Monday, Apr. 05, 1976

M*A*S*H International

Communist troops were at Saigon's gate last April and shells were exploding everywhere, but a small band of doctors continued to treat patients at battered Gia Dinh Hospital. During a recent lull in Lebanon's civil war, a medical team entered Beirut and set up an emergency clinic in an isolated Moslem enclave which had been blockaded for nine months. In Guatemala last February, the ground was still trembling when a special task force of doctors arrived to care for victims of that country's disastrous earthquake.

These courageous doctors were all volunteers and members of an extraordinary Paris-based medical organization called Medecins Sans Frontieres--literally, doctors without borders. Created in 1971 by a handful of idealistic young French physicians who had served as volunteers in Biafra during the Nigerian civil war, M.S.F. membership has since grown to nearly 750 physicians and paramedics of more than a dozen nationalities, including Americans. Their basic credo: to offer medicine's healing hand to any part of the world where it may suddenly be needed.

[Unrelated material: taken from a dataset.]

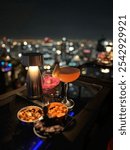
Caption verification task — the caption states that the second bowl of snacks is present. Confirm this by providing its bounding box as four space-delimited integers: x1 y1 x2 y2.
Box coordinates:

Operating on a shoestring budget out of storefront headquarters near Paris' Gare de Lyon railroad station, M.S.F. has sent medical teams flying off to the most remote corners of the world. Almost as soon as it gets word of a medical emergency, M.S.F. responds. A duty officer at the cramped headquarters scans his file cards and quickly puts together an appropriate team that usually consists of a doctor, a surgeon and an anaesthetist, as well as nurses or paramedics. By telephone or telegraph, the volunteers are found wherever they happen to be in the world; travel and expense money to the site of the mission is provided by relief agencies, airlines or private donors. Special equipment, including surgical tools, resuscitation apparatus, vaccines and about 30 basic drugs--often contributed by pharmaceutical manufacturers--are packaged in advance and ready to go.

M.S.F. doctors are not paid unless they stay for more than three months (after which they usually get only about $100 a week), and receive no personal publicity; they are bound to the organization's code of anonymity. Nonetheless, leaving their practices in the hands of colleagues, many of the same doctors have responded repeatedly in crises.

Ironclad Rule. The teams live and eat with their patients, and often have to rough it in hostile terrain. When Peru's mountain dwellers showed reluctance to come to M.S.F.'s field hospitals after the 1974 quake, the doctors climbed the Andes by mule and horseback to reach the injured. By ironclad rule, they are scrupulously nonpartisan; no nation has ever rejected them for political reasons. In the Viet Nam, October and Angolan wars, M.S.F. offered help to all; the doctors themselves have so far sustained no casualties. They are also unfazed by the unexpected; after Nicaragua's 1972 quake, they found that their first duty was obstetrical: the tremors had induced premature labor in countless pregnant women.

M.S.F. prepares its volunteers for the special hazards of their service by holding evening courses at a Paris hospital in such subjects as tropical medicine, parasitology and treating war wounds. But experience itself is the best tutor--and reward. Said one veteran of Biafra, Beirut, Bangladesh and Peru: "You find yourself really living up to your medical vows, not just being a cog in a machine. You are continually improvising, and when you succeed, you feel you've really accomplished something."